Это был купец иранец, в свое время державший на набережной лавку сушеных фруктов, а ныне закрывший свою торговлю и собиравшийся уехать на родину.
Ковры иранца, раскинутые на прилавке, показались Ругя красивыми, хорошего качества. Ее лишь смущала цена, запрошенная их владельцем. Ругя убеждала его уступить, но он упрямо стоял на своем.
— Поверьте, ханум, ни за что не расстался бы я с такими замечательными коврами, если б не уезжал отсюда навсегда, — говорил он. — Добра у меня, слава аллаху, хватает, но не тащить же все с собой на пароход… Вы только взгляните, ханум, на эти ковры — кому, как не вам, понять их красоту! — и порадуйте свой взгляд.
Он говорил с заученной любезной улыбкой торговца, напомнившую Ругя улыбку, некогда порхавшую на лице Шамси, когда тот вел разговор с покупателем, стремясь выгодно продать свой товар.
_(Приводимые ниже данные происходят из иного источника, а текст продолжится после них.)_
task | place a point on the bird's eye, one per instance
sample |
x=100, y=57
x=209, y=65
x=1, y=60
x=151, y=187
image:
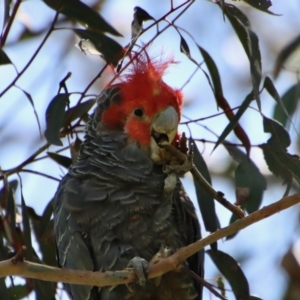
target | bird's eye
x=138, y=112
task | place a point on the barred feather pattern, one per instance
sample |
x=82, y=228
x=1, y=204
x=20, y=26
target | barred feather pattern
x=110, y=208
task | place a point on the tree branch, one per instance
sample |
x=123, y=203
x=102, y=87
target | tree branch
x=47, y=273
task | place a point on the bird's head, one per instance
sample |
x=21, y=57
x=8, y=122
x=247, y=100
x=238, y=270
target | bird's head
x=145, y=107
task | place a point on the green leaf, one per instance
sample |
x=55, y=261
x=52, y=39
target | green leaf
x=231, y=270
x=250, y=183
x=205, y=201
x=11, y=208
x=260, y=4
x=26, y=229
x=28, y=96
x=184, y=47
x=4, y=59
x=213, y=71
x=60, y=159
x=249, y=41
x=45, y=219
x=234, y=121
x=285, y=54
x=55, y=115
x=279, y=161
x=280, y=138
x=78, y=111
x=139, y=17
x=83, y=13
x=283, y=111
x=111, y=51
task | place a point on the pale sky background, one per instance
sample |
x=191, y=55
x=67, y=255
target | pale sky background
x=263, y=244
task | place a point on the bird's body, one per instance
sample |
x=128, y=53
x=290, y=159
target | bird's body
x=111, y=206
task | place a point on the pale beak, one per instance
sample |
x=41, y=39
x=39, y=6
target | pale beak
x=165, y=125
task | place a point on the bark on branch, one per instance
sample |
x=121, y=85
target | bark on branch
x=38, y=271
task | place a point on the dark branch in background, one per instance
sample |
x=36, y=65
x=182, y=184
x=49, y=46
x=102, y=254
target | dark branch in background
x=33, y=56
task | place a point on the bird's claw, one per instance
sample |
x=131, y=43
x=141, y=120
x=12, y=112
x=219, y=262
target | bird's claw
x=141, y=269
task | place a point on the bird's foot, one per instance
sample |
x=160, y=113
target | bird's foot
x=141, y=269
x=163, y=252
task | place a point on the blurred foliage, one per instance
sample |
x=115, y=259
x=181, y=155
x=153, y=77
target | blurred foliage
x=21, y=225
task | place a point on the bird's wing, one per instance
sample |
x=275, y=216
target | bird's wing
x=72, y=250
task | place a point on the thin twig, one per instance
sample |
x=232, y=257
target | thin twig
x=9, y=23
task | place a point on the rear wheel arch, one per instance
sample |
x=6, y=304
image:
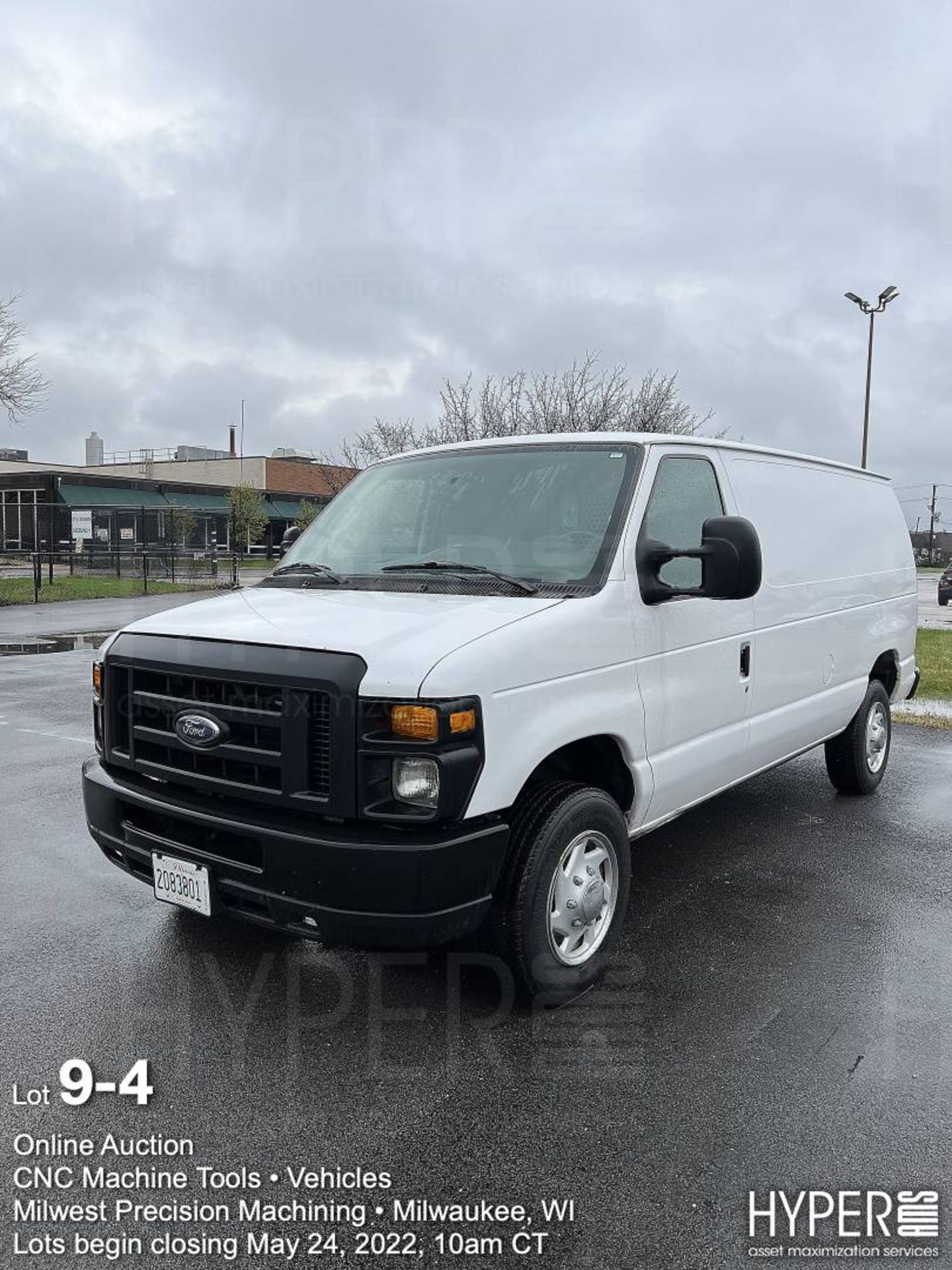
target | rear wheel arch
x=887, y=669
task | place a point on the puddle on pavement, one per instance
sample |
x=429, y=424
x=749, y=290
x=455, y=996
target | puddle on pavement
x=52, y=643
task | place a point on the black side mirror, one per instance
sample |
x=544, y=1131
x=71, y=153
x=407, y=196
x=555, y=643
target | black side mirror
x=291, y=535
x=729, y=556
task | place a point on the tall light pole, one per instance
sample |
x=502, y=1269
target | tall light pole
x=884, y=299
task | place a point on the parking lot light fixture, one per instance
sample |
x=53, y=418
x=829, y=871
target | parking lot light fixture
x=865, y=306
Ругя колебалась: ей не хотелось переплачивать, но и жаль было упустить из «Скупки» два хороших персидских ковра.
Посоветоваться с Шамси? Она всегда так поступала в подобных случаях, но Шамси уже несколько дней прихварывал, не выходил из дому, и не хотелось лишний раз тревожить его из-за двух ковров.
Случилось, однако, так, что Шамси, почувствовав себя лучше, заскучал дома и сам заглянул в «Скупку».
— А ну, Шамси, скажи-ка свое слово насчет этих ковров! — воскликнула она, обрадовавшись его приходу.
Шамси внимательно осмотрел ковры иранца, назначил цену. Она оказалась почти вдвое ниже той, какую запросил их владелец и с какой уже готова была согласиться Ругя.
Ругя бросила на Шамси недовольный взгляд: видать, не пошли впрок ее давешние слова насчет заниженных оценок.
А иранец, приняв Шамси за случайного посетителя магазина, с преувеличенным возмущением воскликнул:
— Да вы, уважаемый, как я вижу, в коврах ничего не смыслите! Ведь это же настоящие персидские — я сам покупал их в Тавризе еще до войны!
Шамси снисходительно улыбнулся и тоном, каким взрослые говорят с детьми, сказал:
— Отец мой, слыша такие речи, отвечал: даже в саду аллаха не все сплошь красавицы! А от себя я добавлю: тавризский ковер тавризскому — рознь!.. И вот почему… Помню, был у меня один старинный «тавриз», от роду этак лет двухсот, не меньше. Шелковый, мягкий, как пух, редкостного по красоте рисунка и расцветки. Посредине было три медальона винно-красного цвета, один внутри другого, на синем фоне. Загляденье!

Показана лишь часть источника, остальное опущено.